それが悪いとは言わないが、もう少し肩の力を抜いてもいいと思う。
('A`)「嫉妬なんてみんなするもんだ。けど、それが悪いことかって言われればそうじゃない。俺だってもっと強ければツンは傷つかなかったかもしれないって考えたらモララーやショボンさんに嫉妬する」
('A`)「けど、俺はそんなに強くないからさ、今出来ることしか出来ないんだよ。そこは折り合いをつけるしかないんじゃないか?」
ドクオにとって人生とは妥協の連続だった。努力をしていないからこそすぐに諦めることが出来たが、もし努力をしていれば何かができたかもしれないと今でも後悔している。
だが渡辺はそうじゃない。やるべきこと、すべきことをきちんとした上でも出来ることと出来ないことがあっただけの話。いわば適材適所なのだ。
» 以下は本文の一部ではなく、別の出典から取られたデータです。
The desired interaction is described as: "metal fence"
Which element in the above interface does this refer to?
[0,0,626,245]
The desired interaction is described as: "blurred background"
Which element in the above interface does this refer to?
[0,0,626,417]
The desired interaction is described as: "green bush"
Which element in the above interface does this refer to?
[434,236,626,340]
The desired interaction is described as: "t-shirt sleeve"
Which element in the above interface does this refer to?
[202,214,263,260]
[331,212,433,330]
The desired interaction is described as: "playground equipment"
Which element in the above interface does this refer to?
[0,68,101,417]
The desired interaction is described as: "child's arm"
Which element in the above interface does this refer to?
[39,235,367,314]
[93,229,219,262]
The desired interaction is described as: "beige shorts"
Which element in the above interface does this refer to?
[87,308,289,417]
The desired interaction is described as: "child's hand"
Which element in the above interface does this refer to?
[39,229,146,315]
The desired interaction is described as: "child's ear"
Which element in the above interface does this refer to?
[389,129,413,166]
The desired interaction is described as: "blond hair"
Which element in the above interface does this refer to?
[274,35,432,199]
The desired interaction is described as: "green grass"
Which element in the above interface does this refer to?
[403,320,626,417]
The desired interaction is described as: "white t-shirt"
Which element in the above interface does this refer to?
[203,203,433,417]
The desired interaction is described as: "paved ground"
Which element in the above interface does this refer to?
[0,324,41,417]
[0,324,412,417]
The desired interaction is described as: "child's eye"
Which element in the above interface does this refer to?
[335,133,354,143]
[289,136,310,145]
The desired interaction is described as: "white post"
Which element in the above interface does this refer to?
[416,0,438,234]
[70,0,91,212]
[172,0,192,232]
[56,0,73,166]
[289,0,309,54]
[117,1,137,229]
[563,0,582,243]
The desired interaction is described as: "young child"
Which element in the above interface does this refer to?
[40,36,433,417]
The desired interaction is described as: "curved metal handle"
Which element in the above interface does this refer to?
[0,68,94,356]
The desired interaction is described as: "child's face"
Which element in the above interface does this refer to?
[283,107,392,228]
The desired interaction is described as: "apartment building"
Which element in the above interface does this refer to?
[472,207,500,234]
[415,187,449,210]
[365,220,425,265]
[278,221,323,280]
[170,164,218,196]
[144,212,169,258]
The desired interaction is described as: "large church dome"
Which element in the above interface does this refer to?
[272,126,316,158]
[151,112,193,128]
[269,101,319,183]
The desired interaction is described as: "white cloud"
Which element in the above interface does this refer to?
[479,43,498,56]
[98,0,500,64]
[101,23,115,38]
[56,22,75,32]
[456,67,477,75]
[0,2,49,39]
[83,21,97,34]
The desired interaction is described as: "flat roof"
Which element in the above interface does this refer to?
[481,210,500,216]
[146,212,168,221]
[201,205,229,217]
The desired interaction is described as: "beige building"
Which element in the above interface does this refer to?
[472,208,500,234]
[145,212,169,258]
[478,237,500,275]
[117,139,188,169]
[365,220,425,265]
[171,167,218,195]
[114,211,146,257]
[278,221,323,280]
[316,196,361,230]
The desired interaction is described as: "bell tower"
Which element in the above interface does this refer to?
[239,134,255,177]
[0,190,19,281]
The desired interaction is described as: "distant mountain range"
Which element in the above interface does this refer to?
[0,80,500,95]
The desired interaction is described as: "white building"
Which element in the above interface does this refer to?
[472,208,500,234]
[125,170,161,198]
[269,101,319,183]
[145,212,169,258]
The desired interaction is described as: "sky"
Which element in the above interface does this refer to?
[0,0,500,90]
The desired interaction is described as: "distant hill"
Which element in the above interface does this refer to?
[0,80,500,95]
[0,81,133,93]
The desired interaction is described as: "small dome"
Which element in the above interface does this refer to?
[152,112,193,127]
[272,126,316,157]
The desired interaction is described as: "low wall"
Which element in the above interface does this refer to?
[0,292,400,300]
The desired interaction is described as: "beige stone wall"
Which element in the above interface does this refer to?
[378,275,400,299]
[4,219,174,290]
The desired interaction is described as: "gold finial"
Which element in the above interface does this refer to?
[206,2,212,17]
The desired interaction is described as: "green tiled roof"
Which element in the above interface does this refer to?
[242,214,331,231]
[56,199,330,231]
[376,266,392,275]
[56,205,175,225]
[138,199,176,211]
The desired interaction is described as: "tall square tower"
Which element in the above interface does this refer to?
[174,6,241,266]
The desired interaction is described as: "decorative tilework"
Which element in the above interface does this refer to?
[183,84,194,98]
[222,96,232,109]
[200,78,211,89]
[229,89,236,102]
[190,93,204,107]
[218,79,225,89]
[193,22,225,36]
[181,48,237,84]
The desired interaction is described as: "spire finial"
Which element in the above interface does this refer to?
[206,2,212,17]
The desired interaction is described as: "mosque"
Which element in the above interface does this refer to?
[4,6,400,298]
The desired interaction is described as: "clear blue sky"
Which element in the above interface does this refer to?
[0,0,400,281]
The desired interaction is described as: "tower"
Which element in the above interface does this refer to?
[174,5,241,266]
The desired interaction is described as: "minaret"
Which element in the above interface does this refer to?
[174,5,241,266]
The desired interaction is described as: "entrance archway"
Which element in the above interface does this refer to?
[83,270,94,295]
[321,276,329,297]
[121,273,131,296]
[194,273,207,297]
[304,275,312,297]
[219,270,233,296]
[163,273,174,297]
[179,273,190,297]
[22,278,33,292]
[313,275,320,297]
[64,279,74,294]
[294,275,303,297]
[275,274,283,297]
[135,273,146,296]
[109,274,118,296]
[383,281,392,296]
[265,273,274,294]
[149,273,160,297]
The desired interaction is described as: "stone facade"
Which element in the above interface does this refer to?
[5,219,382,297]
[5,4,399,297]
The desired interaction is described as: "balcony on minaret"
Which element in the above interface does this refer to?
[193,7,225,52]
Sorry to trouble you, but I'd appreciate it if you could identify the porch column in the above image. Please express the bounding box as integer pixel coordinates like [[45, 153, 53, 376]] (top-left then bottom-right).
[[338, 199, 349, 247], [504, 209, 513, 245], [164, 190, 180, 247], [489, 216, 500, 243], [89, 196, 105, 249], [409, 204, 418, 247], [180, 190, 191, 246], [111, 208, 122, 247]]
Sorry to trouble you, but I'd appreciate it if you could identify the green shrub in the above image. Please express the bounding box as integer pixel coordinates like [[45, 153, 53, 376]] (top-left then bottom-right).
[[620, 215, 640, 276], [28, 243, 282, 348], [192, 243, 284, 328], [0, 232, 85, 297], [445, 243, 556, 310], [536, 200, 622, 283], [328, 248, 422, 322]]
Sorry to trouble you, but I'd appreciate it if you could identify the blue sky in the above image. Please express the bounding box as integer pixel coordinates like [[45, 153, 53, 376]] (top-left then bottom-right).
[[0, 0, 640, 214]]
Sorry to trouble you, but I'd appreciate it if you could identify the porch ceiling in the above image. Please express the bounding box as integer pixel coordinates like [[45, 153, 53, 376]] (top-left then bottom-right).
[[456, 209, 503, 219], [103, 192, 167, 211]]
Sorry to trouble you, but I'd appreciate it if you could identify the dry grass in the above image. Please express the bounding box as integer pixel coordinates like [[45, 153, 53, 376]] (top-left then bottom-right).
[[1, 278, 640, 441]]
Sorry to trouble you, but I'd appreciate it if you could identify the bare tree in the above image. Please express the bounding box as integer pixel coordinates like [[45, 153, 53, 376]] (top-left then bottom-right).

('A`)「諦めろとは言わないけど、そこまで気に病むことじゃないだろ。一人が出来ることはそう多くはない」
こういう考え方は渡辺の過去、<忌み子>として生きてきた背景もあるのだろうが、それにしたって思い詰めすぎだ。
从'ー'从「……人のためって難しいね」
('A`)「難しいよ。誰かにとってほしい答えはそれぞれなんだから」
从'ー'从「私は、ツンちゃんがしてほしいことしてあげられたのかなぁ」
('A`)「それは間違いなく出来たじゃないか」
从'ー'从「……うん」
渡辺はそう返事したまま遠くを見つめる。彼女の心は、瞳はきっとまだまだ先を捉えているのだろう。
ドクオはそんな彼女に何をしてあげられるのか、未だに分からない。分からないが、やるべきことは決まっている。
('A`)(俺は渡辺を守る。そして、恩を返し続けるだけだ)
それだけが、今のドクオに出来ること。
321
:
1
:2014/06/21(土) 16:41:02 ID:YKMrFccY0
店を出ても渡辺の胸の取っ掛かりは取れず、もう一つの話をドクオにすべきか迷っていた。
从'ー'从(私が、どっくんをどう思っているか)
しぃと仲良く話すドクオを見て、嫉妬していたのは間違いない。だが、その嫉妬はどういう類いの想いなのか、渡辺は判断できずにいる。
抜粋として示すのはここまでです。